Worse than Equifax: Personal records of 340M people leaked online

Last year the credit reporting firm Equifax revealed how unknown hackers stole a personal data of over 143 million Americans – In another incident, sensitive data of 123 million American Households were leaked online.

Now, Exactis, a Florida based marketing firm is being blamed for exposing personal information of over 340 million people online – The data was left exposed on a server without any protection allowing anyone from public to access.
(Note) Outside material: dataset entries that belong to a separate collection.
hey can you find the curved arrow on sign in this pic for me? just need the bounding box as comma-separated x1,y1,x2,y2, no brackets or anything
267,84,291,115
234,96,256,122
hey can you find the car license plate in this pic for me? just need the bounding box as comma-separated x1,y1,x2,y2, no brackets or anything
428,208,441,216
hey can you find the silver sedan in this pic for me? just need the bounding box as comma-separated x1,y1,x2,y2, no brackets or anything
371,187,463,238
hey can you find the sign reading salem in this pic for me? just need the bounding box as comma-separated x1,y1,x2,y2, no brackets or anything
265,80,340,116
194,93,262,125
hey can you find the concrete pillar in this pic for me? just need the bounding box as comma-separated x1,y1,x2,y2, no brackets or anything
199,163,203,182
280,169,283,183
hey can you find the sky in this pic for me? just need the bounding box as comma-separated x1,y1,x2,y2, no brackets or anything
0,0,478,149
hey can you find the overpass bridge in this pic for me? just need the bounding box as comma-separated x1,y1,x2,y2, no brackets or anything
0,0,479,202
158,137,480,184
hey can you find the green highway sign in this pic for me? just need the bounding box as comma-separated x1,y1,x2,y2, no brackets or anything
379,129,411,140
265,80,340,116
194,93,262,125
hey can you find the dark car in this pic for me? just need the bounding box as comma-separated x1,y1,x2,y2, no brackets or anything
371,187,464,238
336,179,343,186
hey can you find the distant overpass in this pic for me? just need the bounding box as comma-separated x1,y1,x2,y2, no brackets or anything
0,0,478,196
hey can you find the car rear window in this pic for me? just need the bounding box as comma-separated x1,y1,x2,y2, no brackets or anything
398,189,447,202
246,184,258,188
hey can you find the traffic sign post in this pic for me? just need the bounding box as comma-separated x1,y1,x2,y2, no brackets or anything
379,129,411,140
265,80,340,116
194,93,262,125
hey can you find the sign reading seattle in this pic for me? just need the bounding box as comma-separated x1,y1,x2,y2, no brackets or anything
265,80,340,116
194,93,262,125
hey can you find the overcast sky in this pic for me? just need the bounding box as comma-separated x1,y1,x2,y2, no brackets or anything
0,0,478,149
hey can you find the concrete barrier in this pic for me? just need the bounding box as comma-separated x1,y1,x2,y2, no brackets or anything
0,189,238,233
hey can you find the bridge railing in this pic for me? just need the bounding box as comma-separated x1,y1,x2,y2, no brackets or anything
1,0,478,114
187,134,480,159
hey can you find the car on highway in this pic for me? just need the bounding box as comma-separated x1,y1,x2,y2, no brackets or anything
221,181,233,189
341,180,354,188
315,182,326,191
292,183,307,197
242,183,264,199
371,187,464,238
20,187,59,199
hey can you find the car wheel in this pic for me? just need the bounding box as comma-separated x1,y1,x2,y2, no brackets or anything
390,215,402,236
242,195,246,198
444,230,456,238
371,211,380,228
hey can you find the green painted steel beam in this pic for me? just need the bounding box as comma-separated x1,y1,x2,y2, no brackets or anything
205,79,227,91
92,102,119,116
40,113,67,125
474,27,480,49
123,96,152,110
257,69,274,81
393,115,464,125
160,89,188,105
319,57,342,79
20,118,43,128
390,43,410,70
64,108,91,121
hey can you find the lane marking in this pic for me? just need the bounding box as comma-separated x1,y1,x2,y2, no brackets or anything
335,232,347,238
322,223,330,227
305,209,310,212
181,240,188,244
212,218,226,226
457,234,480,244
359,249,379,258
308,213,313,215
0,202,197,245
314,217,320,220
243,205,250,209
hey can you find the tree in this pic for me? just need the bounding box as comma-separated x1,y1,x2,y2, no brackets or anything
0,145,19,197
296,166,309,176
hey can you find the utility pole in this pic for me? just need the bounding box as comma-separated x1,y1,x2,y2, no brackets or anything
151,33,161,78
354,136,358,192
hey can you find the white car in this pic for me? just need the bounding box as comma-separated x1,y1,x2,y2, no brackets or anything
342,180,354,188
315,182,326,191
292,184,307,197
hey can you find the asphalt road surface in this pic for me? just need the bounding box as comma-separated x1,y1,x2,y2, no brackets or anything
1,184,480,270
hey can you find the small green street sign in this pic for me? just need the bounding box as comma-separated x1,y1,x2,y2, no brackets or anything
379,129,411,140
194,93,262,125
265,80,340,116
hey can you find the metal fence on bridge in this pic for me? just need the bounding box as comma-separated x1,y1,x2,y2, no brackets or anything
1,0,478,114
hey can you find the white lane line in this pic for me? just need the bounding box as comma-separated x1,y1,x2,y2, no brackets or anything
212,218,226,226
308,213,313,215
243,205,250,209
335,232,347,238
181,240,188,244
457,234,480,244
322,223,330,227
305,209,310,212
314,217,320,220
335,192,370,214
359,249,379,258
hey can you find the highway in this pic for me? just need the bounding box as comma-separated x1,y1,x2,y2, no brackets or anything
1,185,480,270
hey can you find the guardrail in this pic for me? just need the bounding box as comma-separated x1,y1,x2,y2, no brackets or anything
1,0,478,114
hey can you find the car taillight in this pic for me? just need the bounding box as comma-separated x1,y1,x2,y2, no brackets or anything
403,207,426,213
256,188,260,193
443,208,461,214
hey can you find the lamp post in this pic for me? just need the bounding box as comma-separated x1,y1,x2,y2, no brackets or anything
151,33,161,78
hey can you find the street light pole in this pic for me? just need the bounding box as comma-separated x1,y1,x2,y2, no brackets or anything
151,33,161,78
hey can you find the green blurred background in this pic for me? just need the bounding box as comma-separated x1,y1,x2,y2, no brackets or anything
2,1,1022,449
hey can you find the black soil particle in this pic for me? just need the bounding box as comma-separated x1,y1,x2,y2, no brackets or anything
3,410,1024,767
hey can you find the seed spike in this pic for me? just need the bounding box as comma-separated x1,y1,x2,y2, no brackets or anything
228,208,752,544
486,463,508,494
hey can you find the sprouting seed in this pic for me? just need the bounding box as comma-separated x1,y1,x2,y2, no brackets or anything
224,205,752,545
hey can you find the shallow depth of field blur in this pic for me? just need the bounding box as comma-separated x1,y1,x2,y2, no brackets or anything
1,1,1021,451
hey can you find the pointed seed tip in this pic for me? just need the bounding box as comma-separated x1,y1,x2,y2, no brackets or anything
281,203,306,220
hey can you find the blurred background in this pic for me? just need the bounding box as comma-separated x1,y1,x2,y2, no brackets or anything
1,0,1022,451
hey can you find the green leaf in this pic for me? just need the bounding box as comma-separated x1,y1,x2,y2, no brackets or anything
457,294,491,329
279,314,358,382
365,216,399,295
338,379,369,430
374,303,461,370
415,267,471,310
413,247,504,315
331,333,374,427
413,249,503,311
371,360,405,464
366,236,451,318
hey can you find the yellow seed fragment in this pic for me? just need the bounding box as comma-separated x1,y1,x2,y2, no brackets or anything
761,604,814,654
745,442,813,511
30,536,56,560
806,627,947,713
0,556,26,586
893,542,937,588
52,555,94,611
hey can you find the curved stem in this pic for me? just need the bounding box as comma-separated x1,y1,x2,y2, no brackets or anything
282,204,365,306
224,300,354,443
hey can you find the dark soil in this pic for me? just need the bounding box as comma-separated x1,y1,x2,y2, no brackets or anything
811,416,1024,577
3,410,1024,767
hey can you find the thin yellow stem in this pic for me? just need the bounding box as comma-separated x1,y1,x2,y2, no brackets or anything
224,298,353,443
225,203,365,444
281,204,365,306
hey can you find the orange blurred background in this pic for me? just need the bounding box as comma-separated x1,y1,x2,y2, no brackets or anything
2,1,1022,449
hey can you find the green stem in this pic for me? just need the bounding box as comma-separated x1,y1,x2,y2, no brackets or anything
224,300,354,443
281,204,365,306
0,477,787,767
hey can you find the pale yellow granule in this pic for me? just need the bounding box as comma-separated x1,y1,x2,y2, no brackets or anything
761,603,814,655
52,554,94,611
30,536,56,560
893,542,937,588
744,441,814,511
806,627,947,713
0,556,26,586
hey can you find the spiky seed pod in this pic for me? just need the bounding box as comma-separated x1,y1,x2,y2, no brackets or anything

The data was discovered by the founder of  Night Lion Security Mr. Vinny Troia who contacted the FBI and Exactis. The good news is that the company has secured the data, however, it is unclear what caused the data leak and how the company remain unaware of the situation. 

Although it is also unclear if the data was accessed by malicious entities, Troia tweeted that he is working with Exactis directly to determine if/who accessed the data.

The incident was first reported by Wired who confirmed that the exposed data includes phone numbers, email addresses, home addresses and personal characteristics for every name including habits, interests, number, gender, and age of person’s children. Moreover, details about if the person smokes, what type of pets they own and which religion they belong, was also part of the leaked records.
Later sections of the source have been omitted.